Schindler's List tells the true story of Oskar Schindler, a German Catholic factory owner whose heroic efforts rescued over 1100 Jews from certain death in the gas chambers. Although he has a tree on the Avenue of the Righteous, he was not your picture-book hero or your idealistic saint.
In 1939, seeing a chance to make big money off the Nazi war machine, Oskar Schindler, played by Liam Neeson, purchases a Crakow factory to produce kitchen equipment. He enlists the help of Itzhak Stern, a Jew played by Ben Kingsley, to serve as his accountant and right-hand man. He pays the local Nazi organization for the services of Jews from the Crakow ghetto. Schindler then wines and dines Nazi officials to obtain lucrative contracts for the German army.
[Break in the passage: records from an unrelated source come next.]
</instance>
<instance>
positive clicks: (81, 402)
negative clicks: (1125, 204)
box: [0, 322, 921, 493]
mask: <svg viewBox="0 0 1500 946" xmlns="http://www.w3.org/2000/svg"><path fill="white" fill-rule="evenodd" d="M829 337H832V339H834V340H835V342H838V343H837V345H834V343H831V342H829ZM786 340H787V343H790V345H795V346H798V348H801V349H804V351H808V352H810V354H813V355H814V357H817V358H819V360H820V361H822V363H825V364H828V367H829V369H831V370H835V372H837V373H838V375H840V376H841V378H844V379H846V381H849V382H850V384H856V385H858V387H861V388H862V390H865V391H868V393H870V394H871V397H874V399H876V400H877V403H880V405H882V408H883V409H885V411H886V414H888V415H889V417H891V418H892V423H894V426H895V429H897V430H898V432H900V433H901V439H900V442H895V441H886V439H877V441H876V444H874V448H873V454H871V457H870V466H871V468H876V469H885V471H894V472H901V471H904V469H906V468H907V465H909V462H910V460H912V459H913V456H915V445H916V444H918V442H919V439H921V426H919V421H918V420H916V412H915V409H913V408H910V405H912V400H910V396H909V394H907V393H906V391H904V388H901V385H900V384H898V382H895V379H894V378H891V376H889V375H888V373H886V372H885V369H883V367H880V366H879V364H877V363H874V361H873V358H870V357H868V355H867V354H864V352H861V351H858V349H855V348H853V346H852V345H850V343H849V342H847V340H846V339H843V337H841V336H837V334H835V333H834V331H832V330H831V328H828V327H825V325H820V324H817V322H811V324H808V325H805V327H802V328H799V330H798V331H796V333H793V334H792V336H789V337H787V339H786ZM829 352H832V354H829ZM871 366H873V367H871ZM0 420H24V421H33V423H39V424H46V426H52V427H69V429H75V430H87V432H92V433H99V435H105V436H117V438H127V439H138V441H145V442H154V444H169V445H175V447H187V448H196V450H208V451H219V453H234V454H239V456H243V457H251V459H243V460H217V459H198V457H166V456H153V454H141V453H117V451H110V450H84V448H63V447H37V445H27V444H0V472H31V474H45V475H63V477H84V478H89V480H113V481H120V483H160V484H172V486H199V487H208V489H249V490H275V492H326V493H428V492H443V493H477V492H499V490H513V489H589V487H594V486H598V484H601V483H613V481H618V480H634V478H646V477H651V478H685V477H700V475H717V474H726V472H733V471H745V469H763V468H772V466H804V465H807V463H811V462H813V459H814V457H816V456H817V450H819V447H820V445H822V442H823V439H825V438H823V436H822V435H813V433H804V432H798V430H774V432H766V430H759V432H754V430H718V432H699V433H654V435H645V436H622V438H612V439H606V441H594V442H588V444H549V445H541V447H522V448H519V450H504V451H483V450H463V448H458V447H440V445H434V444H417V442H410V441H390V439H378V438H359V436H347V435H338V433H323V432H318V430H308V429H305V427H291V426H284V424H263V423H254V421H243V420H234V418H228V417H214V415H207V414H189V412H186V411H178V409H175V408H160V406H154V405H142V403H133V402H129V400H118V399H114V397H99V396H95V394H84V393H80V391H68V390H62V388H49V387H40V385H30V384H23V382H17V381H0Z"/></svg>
This wheeler-dealer is an avid hedonist with a huge capacity for food, liquor, and luxury. To feed this appetite, Schindler uses bribery and black marketeering to get what he wants. Although married, he has many mistresses to keep his mind off the war.
After helping to liquidate the Jewish ghetto, S.S. officer Amon Goeth takes over a forced labor camp near Schindler's factory. The two men have much in common. They both love the trappings of the good life and they're both gamblers. Seeing that Goeth can be useful to him, Schindler befriends this fiend who enjoys randomly shooting Jews from his porch with a rifle.
As the war winds down in 1944, the Nazis begin sending all Jews to the death camps. Schindler comes up with a plan to save 1100 of his workers by shipping them to a munitions factory he has set up in Moravia. The 800 men on his list go first but through an error, 300 women and children are directed to Auschwitz. At great personal risk, Schindler goes to the death camp and rescues them. He claims that they all, including the children, are indispensable skilled workers. Once "his" Jews are safe, Schindler makes sure that the munitions factory produces inferior products, in effect, never contributing to the war effort.
Steven Spielberg directs this riveting black-and-white screen adaptation of Thomas Keneally's award-winning 1982 book. The triumph of Schindler's List is that it refuses to offer easy or quick explanations for this scoundrel's magnificent acts of bravery and selflessness. We probably will never know why Schindler put his life and his wealth on the line for these Jews, but he did.
Can a scoundrel do saintly things? Yes. Goodness has its mysterious depths, and it rarely conforms to our expectations. Schindler found an island of safety for 1100 Jews in a tempestuous sea of slaughter. For the more than 6,000 descendants of the Jews on Schindler's list, this is all they really need to know.